New Zealand, too, has a national regulation of truth in political advertising, in its case conducted with its advertising standards body. The system has been in existence for decades and over this time has successfully dealt with complicated questions of truth with nuance and transparency. The UK and Canada both have similar provisions. At a time when the confidence of Australians in our political system is at a critically low level, we must take decisive action to defend the integrity of the democracy in our country and act with the moral determination and courage that Australian people expect of us.
In 2002 the Senate finance and public administration committee recommended that some mechanism should be in place to address concerns about improper practices during election campaigns. All sectors of the economy which relate to consumers are bound by strict laws in terms of product quality and product advertising. There should also be constraints on similar activities of candidates, groups and parties in the electoral process. It's unacceptable that misleading customers is against the law but misleading voters is at best a legal grey space and at worst not considered at all. In order to help combat the confidence deficit in our democracy, taking a clear stand against misinformation is critical.
Whilst the South Australian example gives us a good indication as to what's possible, provision in favour of truth in political advertising must balance concerns relating to freedom of speech, and Commonwealth law must be designed so as to ensure it doesn't breach constitutionally implied freedom of political communication. We need to create safeguards against any legislation ensuring truth in political advertising being wielded as a political tool to shut down debate and undermine candidates and parties following due process.

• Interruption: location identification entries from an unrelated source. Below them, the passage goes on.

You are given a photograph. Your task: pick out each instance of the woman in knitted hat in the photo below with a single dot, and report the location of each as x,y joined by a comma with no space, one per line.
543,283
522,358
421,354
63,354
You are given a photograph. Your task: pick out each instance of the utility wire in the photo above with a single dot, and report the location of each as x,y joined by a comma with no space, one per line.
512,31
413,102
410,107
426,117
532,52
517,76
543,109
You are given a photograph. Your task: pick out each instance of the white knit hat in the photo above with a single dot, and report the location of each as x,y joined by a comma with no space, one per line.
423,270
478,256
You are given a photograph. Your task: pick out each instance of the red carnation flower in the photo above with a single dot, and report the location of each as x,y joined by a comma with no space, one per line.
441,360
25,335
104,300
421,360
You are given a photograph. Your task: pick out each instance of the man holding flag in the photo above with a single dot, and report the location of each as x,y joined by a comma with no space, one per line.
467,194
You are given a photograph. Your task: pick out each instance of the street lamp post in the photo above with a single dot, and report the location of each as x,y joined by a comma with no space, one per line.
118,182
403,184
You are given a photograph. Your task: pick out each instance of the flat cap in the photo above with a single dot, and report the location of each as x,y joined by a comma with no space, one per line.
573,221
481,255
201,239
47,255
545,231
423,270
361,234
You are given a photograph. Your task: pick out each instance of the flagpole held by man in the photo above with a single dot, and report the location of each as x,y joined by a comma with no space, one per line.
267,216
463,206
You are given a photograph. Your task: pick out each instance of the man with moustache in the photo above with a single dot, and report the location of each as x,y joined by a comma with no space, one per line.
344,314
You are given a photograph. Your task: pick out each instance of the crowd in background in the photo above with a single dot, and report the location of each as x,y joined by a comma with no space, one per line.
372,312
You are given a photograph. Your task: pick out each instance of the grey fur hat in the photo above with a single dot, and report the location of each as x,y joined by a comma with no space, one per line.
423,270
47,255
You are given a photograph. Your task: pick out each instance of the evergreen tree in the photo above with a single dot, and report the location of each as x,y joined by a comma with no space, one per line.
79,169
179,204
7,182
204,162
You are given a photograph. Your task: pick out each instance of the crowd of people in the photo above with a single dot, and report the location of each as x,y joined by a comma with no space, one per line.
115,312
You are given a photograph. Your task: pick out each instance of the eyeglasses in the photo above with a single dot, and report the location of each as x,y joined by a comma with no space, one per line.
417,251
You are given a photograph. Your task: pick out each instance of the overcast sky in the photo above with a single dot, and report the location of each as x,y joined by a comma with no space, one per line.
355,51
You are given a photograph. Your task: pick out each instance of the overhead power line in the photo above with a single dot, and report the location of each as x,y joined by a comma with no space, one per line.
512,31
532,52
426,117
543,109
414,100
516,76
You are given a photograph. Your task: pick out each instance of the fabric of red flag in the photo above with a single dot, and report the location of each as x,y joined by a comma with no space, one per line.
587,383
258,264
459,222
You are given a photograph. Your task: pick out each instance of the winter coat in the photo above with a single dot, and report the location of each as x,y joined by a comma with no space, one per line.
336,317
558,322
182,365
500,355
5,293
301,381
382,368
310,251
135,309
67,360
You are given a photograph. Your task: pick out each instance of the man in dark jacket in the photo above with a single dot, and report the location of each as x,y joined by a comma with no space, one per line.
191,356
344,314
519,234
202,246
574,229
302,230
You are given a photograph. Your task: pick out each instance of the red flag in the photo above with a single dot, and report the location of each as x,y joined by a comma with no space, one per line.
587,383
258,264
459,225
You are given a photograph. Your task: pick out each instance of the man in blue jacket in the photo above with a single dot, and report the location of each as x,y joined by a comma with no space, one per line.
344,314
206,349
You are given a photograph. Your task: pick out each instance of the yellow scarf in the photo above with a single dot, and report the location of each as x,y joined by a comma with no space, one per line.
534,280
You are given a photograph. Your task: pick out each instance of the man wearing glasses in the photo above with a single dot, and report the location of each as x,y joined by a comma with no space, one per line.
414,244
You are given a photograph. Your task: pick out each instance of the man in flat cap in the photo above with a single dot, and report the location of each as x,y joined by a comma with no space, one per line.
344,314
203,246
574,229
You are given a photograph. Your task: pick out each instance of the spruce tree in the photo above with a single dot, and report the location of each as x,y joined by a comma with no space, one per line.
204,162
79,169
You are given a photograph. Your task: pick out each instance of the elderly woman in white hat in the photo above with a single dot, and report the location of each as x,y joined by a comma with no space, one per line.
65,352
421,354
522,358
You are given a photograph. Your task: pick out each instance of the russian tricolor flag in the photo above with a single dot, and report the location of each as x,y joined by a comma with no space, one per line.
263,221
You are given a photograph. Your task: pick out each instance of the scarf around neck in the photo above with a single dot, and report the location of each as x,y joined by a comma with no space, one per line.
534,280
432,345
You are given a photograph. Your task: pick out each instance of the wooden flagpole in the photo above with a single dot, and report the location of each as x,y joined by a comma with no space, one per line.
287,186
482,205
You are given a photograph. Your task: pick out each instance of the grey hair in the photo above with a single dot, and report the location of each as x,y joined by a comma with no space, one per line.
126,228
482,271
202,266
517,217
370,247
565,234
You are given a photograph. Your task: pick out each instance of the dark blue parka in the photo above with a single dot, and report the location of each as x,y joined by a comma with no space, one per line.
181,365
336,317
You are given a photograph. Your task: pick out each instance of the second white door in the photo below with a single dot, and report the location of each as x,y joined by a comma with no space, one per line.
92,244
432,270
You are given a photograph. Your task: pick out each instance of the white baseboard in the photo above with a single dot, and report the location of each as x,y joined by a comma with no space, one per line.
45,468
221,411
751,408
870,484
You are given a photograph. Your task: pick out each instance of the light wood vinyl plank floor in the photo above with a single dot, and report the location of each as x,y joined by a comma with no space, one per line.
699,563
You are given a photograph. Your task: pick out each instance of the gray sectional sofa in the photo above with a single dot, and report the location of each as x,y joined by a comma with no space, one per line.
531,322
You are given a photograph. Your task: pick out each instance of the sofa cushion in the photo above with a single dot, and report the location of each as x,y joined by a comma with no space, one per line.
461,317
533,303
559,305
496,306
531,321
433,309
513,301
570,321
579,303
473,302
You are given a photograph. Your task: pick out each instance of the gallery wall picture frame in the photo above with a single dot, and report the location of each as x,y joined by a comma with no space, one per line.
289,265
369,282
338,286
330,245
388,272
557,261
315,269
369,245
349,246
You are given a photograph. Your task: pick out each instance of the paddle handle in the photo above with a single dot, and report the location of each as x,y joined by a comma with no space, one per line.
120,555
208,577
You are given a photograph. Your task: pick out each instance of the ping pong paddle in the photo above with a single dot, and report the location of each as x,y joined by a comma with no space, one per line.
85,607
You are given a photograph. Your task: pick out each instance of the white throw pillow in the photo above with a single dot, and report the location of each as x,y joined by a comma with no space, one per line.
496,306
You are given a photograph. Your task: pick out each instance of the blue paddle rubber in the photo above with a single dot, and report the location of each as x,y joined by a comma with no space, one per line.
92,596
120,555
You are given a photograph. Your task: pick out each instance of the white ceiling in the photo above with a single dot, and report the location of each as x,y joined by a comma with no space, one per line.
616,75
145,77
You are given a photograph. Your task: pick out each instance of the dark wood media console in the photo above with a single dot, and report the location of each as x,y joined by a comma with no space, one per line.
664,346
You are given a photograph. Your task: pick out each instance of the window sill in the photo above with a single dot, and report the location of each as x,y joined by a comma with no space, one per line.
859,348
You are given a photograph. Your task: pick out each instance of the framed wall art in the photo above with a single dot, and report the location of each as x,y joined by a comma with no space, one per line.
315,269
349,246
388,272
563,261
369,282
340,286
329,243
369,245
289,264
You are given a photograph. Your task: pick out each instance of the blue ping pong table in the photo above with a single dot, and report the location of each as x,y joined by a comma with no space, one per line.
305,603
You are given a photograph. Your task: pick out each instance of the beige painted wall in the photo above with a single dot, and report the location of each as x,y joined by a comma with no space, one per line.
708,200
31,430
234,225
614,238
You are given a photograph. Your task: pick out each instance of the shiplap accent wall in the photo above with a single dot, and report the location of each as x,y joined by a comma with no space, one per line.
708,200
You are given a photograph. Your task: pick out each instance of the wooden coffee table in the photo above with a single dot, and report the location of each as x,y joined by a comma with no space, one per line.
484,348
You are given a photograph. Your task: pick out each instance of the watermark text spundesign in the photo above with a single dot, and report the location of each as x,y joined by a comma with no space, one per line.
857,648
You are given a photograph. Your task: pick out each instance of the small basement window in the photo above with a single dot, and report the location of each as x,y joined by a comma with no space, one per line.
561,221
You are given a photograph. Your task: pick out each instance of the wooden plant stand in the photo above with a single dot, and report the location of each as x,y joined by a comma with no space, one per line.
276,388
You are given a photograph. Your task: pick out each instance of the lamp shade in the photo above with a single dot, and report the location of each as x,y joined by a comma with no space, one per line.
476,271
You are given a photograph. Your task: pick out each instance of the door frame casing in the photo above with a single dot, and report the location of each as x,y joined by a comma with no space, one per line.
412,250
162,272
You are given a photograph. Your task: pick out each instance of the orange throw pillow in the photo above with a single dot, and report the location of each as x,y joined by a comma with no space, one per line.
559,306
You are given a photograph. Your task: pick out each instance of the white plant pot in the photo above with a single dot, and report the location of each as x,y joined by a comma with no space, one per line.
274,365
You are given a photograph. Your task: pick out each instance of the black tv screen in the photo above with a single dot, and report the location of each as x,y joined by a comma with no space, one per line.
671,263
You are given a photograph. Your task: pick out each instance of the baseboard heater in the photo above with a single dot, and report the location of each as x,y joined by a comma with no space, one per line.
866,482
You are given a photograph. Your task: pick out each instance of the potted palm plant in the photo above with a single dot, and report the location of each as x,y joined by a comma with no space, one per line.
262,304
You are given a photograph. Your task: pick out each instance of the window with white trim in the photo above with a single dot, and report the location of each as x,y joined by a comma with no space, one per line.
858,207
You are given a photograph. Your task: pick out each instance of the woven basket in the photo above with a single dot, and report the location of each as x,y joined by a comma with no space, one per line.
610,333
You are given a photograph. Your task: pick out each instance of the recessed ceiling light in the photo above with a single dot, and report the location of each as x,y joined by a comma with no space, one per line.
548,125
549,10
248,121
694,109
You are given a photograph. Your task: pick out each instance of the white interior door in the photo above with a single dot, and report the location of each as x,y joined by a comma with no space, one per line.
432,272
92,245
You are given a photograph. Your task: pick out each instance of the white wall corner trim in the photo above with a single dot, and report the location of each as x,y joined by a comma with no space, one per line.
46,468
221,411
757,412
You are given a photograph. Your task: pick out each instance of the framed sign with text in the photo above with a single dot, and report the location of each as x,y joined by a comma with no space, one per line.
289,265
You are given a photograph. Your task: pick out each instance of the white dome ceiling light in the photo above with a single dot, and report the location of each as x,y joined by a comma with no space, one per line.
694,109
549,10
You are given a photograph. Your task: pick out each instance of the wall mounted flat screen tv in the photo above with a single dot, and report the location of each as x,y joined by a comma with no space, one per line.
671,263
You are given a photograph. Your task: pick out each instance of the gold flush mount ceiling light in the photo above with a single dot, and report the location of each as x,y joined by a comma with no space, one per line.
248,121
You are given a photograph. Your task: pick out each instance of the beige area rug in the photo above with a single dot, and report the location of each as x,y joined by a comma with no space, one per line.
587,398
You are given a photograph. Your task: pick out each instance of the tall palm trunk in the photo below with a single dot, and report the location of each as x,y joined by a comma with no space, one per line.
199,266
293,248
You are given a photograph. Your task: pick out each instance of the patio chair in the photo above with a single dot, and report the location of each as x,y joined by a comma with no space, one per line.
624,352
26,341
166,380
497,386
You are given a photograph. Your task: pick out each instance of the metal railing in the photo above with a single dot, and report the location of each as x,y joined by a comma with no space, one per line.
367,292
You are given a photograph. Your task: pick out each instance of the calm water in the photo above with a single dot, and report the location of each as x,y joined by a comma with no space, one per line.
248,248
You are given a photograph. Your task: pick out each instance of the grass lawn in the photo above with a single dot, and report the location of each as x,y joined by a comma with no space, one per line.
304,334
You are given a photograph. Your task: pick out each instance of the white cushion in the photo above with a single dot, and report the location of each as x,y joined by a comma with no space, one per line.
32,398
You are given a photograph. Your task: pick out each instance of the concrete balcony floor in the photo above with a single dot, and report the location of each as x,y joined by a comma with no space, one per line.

Whilst finding the balance is not an easy task, as it stands today there is little to no protection for voters. This is a time when we need a robust debate concerning the country's future more than ever, a conversation grounded in facts and genuine dialogue, not political grandstanding, slogans and chronic misinformation campaigns. Technology is rapidly developing, and it allows people to literally put words into other people's mouths and promulgate, on social media, videos that are false and misleading, before anyone can correct the record. Given this, it's important that we create a legal framework for dealing with this now. This cannot delay.
I share the expectations of the Australian people that the Australian parliament and the Public Service should meet the highest standard of integrity.